I have been recently asked by several clients how will a convertible debt investment with an agreed valuation cap affect the ownership structure of a company. Therefore, I decided to share with you a brief example that might help you understand the impact.
Company XYZ with two founders gets a convertible debt of EUR 50k with an interest rate of 5% p.a. and a valuation cap of EUR 400k. Each of the founders has a 50% share of the registered capital in the company. After one year, the company raises a qualified investment of EUR 100k with pre-money valuation of EUR 500k. How does this investment affect the ownership structure?
The new investor gets a company share of 16,7% from his EUR 100k investment. Why? Because the value of his investment is EUR 100k and the “value” of the company after his investment (note: post-money valuation) has reached EUR 600k.

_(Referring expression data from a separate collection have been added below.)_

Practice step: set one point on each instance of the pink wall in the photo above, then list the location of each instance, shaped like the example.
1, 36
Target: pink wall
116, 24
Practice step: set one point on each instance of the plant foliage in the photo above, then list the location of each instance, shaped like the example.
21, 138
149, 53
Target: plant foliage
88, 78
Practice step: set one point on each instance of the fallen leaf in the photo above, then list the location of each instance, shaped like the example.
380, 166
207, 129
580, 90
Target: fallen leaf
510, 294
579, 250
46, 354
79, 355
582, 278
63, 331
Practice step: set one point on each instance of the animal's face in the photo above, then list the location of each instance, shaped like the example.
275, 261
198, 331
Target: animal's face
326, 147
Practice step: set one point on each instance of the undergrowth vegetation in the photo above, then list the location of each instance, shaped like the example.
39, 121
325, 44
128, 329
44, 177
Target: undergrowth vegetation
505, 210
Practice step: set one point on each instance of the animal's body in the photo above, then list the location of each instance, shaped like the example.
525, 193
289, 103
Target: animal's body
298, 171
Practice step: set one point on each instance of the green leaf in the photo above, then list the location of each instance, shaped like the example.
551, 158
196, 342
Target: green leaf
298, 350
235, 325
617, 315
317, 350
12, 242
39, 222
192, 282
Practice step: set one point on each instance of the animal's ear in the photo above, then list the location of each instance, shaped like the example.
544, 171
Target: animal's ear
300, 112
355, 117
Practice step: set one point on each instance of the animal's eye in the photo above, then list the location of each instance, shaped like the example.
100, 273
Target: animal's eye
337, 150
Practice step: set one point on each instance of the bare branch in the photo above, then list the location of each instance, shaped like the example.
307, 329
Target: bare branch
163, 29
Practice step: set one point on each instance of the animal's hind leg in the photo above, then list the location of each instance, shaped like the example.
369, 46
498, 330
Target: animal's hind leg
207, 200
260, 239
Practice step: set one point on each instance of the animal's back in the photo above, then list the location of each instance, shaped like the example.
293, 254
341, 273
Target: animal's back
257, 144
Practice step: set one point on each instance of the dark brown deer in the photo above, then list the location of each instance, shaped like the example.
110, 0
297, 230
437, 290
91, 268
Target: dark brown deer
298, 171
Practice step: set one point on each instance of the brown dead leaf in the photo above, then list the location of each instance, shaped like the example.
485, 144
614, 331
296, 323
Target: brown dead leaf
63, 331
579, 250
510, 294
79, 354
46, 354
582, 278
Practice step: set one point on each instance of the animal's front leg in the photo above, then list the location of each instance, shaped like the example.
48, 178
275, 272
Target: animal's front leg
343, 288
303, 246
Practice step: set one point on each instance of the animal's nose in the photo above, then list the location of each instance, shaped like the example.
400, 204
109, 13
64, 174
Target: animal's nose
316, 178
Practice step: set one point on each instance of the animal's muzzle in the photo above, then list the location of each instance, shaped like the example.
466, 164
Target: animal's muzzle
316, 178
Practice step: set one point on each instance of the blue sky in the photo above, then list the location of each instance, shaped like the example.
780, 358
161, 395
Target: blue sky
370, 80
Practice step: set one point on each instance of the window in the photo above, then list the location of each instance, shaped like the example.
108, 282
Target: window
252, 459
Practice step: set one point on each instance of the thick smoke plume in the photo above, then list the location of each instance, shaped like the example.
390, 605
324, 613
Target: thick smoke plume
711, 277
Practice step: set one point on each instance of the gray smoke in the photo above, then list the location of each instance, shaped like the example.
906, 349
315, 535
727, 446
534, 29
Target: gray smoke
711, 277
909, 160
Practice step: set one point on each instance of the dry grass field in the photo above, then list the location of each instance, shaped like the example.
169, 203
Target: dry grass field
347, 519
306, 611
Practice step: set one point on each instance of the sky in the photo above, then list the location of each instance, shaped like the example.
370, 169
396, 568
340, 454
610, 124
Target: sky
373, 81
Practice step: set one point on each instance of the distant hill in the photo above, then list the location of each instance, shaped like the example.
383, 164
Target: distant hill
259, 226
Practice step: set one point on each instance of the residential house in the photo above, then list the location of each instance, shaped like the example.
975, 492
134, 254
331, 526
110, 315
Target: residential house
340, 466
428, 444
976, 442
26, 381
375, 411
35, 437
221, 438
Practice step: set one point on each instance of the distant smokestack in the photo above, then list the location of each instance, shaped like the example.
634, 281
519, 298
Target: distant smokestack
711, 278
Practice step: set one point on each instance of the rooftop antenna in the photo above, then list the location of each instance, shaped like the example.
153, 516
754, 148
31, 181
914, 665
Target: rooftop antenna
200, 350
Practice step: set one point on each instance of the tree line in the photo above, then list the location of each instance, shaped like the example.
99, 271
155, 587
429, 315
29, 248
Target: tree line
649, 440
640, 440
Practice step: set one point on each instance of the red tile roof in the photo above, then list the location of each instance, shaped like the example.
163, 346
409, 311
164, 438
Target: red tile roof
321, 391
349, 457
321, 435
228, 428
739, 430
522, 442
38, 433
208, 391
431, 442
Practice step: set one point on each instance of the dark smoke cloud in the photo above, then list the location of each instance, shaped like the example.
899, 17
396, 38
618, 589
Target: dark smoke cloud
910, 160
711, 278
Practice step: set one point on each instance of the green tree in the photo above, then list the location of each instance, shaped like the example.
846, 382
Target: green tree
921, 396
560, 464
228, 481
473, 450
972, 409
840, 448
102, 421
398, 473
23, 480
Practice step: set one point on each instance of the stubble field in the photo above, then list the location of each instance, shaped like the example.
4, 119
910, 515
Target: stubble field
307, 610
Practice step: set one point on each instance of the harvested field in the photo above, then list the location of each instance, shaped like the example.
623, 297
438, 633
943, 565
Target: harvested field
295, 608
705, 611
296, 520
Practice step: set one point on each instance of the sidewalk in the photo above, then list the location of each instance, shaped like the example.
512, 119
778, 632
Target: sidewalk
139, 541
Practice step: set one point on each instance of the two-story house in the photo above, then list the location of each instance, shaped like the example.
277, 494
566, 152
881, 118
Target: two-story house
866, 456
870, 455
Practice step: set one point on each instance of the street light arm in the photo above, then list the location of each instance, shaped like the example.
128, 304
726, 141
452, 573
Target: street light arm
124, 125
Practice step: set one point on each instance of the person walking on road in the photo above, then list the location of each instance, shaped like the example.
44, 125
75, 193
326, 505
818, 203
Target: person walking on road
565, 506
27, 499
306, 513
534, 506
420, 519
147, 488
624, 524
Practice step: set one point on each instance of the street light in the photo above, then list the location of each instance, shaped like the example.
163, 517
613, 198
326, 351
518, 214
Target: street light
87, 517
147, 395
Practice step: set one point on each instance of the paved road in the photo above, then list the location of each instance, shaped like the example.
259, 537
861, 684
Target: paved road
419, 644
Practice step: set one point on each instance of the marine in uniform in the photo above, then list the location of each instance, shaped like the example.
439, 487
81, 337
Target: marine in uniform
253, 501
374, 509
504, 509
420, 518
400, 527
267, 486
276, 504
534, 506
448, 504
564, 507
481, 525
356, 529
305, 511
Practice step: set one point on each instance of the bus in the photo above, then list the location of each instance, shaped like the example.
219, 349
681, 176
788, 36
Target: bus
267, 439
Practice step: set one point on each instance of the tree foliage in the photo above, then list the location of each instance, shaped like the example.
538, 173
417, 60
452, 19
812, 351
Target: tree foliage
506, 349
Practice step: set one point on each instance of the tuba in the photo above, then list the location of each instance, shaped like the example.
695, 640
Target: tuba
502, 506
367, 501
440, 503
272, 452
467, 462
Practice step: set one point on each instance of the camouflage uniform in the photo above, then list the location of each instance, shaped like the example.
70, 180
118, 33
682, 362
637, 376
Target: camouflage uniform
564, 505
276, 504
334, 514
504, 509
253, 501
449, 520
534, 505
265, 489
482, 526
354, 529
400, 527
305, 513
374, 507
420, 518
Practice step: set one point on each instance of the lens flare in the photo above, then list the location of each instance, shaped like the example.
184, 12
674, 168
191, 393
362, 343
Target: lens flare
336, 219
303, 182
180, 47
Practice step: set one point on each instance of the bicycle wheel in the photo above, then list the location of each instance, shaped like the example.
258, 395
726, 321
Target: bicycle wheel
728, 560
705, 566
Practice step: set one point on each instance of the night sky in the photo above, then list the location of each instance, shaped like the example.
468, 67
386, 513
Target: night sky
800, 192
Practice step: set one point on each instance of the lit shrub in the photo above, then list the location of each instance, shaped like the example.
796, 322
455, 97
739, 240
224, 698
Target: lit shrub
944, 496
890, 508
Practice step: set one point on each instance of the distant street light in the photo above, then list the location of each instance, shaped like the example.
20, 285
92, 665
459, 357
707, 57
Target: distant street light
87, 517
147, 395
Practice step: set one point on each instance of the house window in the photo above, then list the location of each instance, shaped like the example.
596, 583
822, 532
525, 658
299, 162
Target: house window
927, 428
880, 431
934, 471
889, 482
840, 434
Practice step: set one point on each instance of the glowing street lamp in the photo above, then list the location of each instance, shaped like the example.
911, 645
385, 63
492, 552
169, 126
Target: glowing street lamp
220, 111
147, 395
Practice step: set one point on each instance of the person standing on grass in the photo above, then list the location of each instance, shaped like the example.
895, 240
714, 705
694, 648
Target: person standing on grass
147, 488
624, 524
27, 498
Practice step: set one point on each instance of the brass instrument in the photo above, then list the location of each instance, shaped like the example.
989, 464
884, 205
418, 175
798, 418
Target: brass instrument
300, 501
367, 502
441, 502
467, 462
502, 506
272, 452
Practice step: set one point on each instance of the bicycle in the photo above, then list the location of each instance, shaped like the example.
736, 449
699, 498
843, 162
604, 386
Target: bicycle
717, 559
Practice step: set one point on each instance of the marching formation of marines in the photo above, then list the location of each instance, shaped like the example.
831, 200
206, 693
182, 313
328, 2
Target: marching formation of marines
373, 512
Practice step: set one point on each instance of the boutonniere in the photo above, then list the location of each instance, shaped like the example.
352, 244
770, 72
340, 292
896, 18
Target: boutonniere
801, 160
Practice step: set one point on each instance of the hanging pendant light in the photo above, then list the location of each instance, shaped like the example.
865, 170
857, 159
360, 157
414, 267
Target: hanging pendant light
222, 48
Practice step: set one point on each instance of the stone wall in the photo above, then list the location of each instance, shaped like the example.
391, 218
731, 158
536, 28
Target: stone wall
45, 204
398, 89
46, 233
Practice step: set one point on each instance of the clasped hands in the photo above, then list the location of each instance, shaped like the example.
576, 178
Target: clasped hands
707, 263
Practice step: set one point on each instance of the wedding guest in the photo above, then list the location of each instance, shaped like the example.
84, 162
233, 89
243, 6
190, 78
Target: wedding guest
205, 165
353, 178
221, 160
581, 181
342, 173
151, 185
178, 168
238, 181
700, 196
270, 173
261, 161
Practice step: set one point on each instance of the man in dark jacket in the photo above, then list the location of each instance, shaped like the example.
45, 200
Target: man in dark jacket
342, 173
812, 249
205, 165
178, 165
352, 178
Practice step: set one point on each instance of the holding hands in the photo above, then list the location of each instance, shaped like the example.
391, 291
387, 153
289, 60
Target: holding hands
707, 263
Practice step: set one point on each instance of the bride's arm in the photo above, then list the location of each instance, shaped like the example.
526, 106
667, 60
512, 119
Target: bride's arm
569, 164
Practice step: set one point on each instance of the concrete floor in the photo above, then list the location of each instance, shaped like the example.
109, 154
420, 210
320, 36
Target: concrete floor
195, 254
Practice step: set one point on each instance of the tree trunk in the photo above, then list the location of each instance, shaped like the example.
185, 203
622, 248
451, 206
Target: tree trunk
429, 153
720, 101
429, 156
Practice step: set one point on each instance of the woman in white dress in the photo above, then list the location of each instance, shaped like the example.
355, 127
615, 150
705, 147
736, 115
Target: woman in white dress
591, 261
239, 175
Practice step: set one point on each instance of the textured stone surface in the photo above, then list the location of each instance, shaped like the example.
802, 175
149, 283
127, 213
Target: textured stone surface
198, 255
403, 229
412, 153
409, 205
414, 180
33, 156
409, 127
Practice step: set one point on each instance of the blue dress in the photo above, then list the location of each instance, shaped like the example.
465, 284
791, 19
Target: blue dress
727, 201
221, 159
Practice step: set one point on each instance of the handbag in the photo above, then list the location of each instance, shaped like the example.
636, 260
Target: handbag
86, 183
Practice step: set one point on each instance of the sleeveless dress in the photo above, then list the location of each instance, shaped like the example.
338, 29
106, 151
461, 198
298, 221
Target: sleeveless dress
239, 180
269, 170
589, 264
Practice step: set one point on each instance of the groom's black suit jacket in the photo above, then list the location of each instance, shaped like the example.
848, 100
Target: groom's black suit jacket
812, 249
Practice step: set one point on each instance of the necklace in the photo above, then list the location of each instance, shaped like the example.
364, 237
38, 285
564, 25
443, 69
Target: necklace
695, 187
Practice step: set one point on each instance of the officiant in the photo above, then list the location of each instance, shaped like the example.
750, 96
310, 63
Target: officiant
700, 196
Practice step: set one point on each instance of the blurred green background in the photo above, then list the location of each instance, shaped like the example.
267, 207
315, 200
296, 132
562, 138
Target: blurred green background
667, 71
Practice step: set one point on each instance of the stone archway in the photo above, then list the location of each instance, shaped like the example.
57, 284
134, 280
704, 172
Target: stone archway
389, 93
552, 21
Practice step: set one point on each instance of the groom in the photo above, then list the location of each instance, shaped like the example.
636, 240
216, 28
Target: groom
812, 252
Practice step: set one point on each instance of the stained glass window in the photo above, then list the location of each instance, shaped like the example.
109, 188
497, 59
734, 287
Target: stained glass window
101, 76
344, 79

What share would the new investor have if he invested via convertible debt? If we took into consideration 5% p.a. interest rate, then the value of his claim would be EUR 52,5k in one year. That’s because he has agreed on a valuation cap of EUR 400k, therefore, his share in the company XYZ before arrival of the new investor reaches around 11,6%. However, due to the investment, there is standardly (note: depending on the signed term sheet and type of valuation) a decrease of his share too. In this case, his company’s share will be around 9,7%.
The share of the company of the two initial founders will decrease from 50% to 36,8% each. However, in practice, various situations might occur, e.g. the down round, which has several possible solutions, which depend on the negotiation between founders and investor.